What are the advantages of investing in an NFO compared to an IPO?

Investing in a New Fund Offer (NFO) differs from an Initial Public Offering (IPO) in several ways. NFOs are generally offered at a lower price, typically Rs. 10 per unit, while IPO shares often have a higher face value. NFOs also provide an opportunity to invest in a fund at its inception, with potential for future growth. On the other hand, IPOs are issued by companies with an established track record. Additionally, NFOs are managed by fund managers who aim to achieve returns for their investors.

How is the pricing of an NFO different from an IPO?

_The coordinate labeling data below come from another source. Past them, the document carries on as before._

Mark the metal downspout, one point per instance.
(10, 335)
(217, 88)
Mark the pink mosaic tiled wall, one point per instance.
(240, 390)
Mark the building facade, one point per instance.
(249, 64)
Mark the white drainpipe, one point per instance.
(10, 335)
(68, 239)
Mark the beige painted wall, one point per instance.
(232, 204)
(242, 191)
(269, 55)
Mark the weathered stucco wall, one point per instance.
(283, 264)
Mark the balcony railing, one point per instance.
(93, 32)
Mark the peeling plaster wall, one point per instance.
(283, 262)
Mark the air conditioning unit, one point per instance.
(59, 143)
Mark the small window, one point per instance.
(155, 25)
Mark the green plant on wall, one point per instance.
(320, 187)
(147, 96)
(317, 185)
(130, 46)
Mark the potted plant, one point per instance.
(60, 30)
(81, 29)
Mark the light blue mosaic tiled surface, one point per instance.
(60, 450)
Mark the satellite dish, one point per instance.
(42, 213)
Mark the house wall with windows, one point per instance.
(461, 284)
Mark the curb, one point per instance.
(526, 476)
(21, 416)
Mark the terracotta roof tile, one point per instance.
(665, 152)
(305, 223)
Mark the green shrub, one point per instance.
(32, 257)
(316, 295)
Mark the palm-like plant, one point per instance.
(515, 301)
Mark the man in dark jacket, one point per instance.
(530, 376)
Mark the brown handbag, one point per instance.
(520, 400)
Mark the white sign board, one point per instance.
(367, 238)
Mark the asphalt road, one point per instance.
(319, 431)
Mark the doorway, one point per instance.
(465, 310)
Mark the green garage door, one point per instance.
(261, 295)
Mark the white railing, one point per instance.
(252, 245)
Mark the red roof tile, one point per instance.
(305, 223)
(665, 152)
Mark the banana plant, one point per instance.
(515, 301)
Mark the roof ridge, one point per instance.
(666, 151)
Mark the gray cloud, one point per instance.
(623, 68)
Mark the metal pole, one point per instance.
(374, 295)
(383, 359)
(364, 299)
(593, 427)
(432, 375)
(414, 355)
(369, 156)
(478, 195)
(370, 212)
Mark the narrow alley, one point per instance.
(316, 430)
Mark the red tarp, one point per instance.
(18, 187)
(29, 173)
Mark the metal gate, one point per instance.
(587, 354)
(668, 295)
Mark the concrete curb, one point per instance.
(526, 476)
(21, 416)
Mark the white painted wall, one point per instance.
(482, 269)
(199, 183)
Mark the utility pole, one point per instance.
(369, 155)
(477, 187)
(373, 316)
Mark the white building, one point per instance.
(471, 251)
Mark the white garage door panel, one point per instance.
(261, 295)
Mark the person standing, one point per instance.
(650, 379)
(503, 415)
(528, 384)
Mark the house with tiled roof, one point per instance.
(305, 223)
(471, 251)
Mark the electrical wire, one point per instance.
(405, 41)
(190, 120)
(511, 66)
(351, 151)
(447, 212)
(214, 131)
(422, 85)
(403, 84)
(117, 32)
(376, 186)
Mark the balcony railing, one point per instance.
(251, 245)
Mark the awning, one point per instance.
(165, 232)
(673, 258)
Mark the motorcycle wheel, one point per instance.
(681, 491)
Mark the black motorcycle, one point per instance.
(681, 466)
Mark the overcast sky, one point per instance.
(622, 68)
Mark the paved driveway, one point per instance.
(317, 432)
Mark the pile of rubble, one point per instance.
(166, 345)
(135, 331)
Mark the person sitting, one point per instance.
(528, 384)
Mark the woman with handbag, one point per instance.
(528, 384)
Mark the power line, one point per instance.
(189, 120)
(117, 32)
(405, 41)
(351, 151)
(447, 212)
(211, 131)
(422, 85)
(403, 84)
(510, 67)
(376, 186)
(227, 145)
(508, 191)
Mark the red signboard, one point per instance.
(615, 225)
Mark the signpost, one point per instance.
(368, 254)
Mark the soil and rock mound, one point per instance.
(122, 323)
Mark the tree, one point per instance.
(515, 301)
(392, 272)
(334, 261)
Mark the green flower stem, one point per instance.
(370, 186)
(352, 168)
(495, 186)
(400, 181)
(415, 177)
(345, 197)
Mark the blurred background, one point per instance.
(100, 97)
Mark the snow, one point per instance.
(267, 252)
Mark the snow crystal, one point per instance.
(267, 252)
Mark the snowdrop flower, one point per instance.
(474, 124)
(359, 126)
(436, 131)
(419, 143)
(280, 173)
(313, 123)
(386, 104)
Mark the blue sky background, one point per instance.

The pricing of NFOs and IPOs differs significantly:

  • NFO pricing: NFO units are usually priced at the Net Asset Value (NAV), which is calculated at the end of each business day. It reflects the fund's assets minus liabilities and expenses.
  • IPO pricing: IPO share prices are determined through a book-building process or a fixed-price method based on market demand and company fundamentals. The final IPO price is known before investing.
How does the process of investing in an NFO differ from an IPO?

The process of investing in NFOs and IPOs varies:

  • NFO: Investors apply for units at the NAV during the NFO period. Applications can be submitted to the Asset Management Company or through intermediaries.
  • IPO: Investors apply for shares at the IPO price through an application supported by blocked funds in their bank accounts. Applications can be made through brokers or online platforms.
How long do NFOs and IPOs typically remain open for investment?

The duration for which NFOs and IPOs remain open can differ:

  • NFO: NFOs often have longer subscription periods, ranging from a few days to a few weeks, allowing investors ample time to participate.
  • IPO: IPOs usually have shorter subscription periods, often lasting for a few days. Investors must apply within this limited timeframe.